Am Law 200 Firm Sets a New Standard for AI Performance in High-Stakes Insurance Litigation
by Justin Smith
Key Takeaways
Using generative AI to review nearly 600,000 documents in an insurance matter, this Am Law 200 law firm reported impacts including:
Precision: 93% precision rate in the validated responsive sample.
Recall: 93% recall rate for the Responsive No category and 60% recall rate for the Responsive Soft No category.
Time Savings: The review timeline went from six weeks to less than two weeks.
In the modern legal landscape, the most formidable opponent often isn’t the opposing counsel—it’s the sheer amount of the data itself. As discovery evolves from a manageable stream into a digital deluge, the traditional linear review models that once served as the industry standard are being pushed to their breaking point.
For today’s litigation teams, the ability to harness generative AI to navigate this sea of information with precision hasn't just become an advantage, but the new benchmark for excellence.
When faced with a case involving a complex insurance coverage dispute, an Am Law 200 firm saw an opportunity to save their client both time and money by leveraging generative AI, and primarily Everlaw’s Coding Suggestions tool, in the document review process.

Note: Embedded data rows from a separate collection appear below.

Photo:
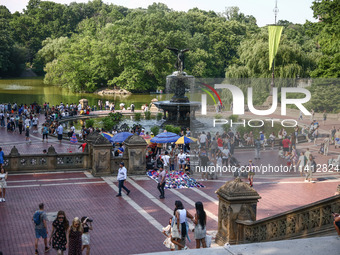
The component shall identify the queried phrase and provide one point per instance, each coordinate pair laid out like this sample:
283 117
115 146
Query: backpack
36 217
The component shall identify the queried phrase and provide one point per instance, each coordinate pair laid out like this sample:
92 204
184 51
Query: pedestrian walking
309 169
60 130
200 221
85 238
3 183
39 220
27 134
168 240
58 238
44 131
74 234
326 142
161 182
251 173
257 148
121 177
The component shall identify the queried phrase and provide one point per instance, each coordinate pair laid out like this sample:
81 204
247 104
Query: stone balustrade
310 220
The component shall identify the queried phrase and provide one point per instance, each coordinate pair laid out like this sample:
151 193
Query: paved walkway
131 224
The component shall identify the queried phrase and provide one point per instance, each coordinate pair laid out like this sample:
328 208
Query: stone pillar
14 157
84 103
135 148
237 201
101 156
52 158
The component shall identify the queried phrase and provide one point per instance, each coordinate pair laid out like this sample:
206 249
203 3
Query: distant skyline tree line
86 46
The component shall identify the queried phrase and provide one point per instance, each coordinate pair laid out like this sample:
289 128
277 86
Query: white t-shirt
166 160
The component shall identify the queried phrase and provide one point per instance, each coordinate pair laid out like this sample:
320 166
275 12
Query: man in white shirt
121 177
225 155
166 161
60 130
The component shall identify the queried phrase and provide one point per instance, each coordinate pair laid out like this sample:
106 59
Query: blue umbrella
120 137
166 137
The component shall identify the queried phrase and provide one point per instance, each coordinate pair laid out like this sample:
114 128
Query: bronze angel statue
179 65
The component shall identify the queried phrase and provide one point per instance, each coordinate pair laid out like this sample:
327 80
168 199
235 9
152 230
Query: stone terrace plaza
132 224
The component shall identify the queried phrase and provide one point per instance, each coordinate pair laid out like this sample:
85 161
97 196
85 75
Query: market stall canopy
185 140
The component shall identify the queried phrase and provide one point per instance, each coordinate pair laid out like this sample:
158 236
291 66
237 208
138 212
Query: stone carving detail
303 222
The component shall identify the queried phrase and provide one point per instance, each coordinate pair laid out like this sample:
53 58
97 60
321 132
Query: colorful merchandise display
176 180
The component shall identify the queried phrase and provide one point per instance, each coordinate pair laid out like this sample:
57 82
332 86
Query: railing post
237 202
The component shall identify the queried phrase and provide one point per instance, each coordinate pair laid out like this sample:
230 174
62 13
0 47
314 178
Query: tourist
302 163
27 134
285 144
161 182
3 183
167 232
180 217
39 219
166 161
74 234
326 142
60 130
121 177
85 238
58 235
336 222
309 168
200 222
181 160
251 172
257 148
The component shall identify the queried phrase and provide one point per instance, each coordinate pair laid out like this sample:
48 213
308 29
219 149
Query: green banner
274 40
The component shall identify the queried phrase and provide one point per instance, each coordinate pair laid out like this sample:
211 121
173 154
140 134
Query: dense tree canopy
83 46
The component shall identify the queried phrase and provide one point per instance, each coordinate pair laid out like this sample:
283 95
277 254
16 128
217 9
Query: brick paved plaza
132 224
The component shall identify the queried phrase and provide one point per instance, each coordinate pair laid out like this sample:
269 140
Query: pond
27 91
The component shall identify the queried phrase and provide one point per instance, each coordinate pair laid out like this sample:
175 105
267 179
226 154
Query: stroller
322 148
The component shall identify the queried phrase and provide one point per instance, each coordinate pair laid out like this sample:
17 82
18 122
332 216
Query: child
167 232
281 152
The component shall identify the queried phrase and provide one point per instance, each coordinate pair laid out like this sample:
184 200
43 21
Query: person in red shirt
285 144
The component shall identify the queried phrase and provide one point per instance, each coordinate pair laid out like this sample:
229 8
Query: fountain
179 110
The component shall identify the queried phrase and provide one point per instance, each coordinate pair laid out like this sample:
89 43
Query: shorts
85 239
3 184
40 233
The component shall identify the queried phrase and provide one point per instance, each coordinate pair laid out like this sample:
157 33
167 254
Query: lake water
33 89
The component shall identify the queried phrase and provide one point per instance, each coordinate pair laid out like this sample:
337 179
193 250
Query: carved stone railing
306 221
51 161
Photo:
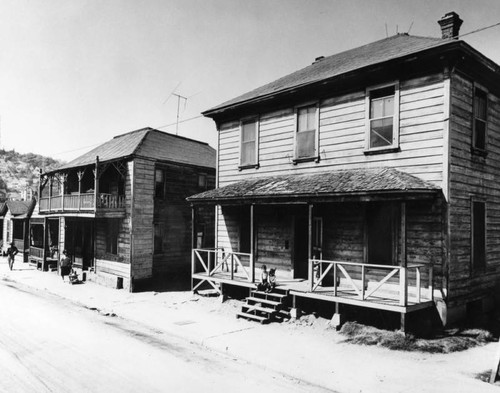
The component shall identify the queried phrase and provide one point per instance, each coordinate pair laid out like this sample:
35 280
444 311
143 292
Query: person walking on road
11 253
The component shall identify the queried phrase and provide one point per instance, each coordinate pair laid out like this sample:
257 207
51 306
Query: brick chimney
450 25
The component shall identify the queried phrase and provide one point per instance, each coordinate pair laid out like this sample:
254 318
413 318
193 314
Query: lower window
478 236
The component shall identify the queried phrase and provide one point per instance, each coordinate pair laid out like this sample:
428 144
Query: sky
76 73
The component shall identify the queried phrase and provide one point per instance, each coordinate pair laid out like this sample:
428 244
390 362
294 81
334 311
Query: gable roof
148 142
19 209
336 183
394 47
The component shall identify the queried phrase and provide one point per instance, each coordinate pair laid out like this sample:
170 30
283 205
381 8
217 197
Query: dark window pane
381 132
306 144
479 236
248 153
480 134
480 105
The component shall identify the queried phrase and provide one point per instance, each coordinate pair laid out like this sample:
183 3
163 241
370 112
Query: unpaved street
48 344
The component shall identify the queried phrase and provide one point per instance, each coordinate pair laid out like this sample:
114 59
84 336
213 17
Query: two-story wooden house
120 209
369 178
15 228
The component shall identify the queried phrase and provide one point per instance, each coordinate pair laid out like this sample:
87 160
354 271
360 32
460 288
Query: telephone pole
179 97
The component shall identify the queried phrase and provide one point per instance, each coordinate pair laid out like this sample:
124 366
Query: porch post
62 179
80 176
96 181
50 192
193 243
252 244
403 263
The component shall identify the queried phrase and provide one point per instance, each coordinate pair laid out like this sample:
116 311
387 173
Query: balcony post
80 176
62 181
50 192
39 187
252 244
96 182
403 273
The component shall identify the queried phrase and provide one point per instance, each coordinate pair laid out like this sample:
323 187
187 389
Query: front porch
93 189
384 287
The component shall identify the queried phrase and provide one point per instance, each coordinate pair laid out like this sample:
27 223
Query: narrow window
158 238
382 119
478 236
480 119
159 184
202 181
248 143
112 231
305 140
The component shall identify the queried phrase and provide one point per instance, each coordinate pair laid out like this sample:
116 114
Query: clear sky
75 73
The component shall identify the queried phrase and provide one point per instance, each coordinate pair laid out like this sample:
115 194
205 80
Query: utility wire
475 31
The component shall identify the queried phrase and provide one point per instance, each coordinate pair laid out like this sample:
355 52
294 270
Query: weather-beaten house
370 178
120 210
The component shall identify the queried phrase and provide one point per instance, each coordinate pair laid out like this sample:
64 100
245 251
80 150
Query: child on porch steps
271 279
264 279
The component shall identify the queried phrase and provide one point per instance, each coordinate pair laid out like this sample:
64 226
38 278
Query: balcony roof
386 182
149 143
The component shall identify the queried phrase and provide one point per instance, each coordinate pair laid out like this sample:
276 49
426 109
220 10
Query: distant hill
19 172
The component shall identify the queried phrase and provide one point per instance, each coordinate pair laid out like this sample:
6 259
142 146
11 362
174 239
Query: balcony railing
85 202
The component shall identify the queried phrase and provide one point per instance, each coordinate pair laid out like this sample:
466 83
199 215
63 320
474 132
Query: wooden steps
265 307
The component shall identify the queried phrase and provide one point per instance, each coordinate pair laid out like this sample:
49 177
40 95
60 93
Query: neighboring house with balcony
15 228
120 210
370 178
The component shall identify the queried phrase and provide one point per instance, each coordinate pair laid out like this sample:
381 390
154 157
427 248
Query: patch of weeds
356 333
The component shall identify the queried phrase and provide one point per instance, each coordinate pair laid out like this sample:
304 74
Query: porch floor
383 299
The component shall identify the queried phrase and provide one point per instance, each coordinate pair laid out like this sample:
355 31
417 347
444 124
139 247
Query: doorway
381 234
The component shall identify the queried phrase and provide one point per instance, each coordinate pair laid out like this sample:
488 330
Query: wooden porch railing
81 202
36 252
217 260
111 201
19 243
357 275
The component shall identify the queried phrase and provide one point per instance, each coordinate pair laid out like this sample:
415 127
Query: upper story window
160 184
306 138
480 121
382 118
249 143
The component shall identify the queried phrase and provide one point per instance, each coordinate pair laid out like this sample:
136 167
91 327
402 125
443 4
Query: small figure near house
12 251
263 285
272 280
65 265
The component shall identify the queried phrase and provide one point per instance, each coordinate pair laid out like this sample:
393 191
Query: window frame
158 248
475 267
163 181
112 236
481 151
315 157
246 120
395 119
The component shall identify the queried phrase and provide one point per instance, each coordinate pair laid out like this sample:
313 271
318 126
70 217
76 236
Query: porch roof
337 184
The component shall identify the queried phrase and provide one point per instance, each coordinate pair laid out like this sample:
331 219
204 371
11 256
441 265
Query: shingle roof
390 48
333 183
148 142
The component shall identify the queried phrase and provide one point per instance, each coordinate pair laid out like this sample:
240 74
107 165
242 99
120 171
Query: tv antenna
179 98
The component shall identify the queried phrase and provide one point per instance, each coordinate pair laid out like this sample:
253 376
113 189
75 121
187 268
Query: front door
380 234
300 252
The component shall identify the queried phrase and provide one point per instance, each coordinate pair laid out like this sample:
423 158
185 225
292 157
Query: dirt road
48 344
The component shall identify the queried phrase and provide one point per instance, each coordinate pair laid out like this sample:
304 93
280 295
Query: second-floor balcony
82 202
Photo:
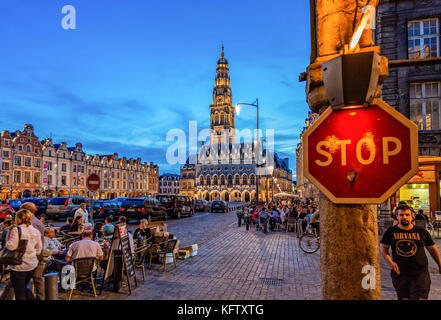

According to their team, Coding Suggestions achieved a 93% precision and recall rate across the nearly 600,000-document set. This gave them the statistical confidence to move through the review process without the constant burden of sorting through irrelevant documents. The high level of accuracy ensured that attorneys weren't wasting valuable hours on non-responsive data, allowing them to complete the entire review process in less than two weeks—performing over 66% faster than traditional managed review models at just one-fifth of the cost.
“We’ve found that AI not only saves time, but also sharpens our responses,” a Director of Litigation Technology and Support at the firm said. “It's going to save clients thousands of dollars, and in larger cases, hundreds of thousands of dollars. It also improves our confidence as attorneys because we’re capturing everything that is going to be important to the case.”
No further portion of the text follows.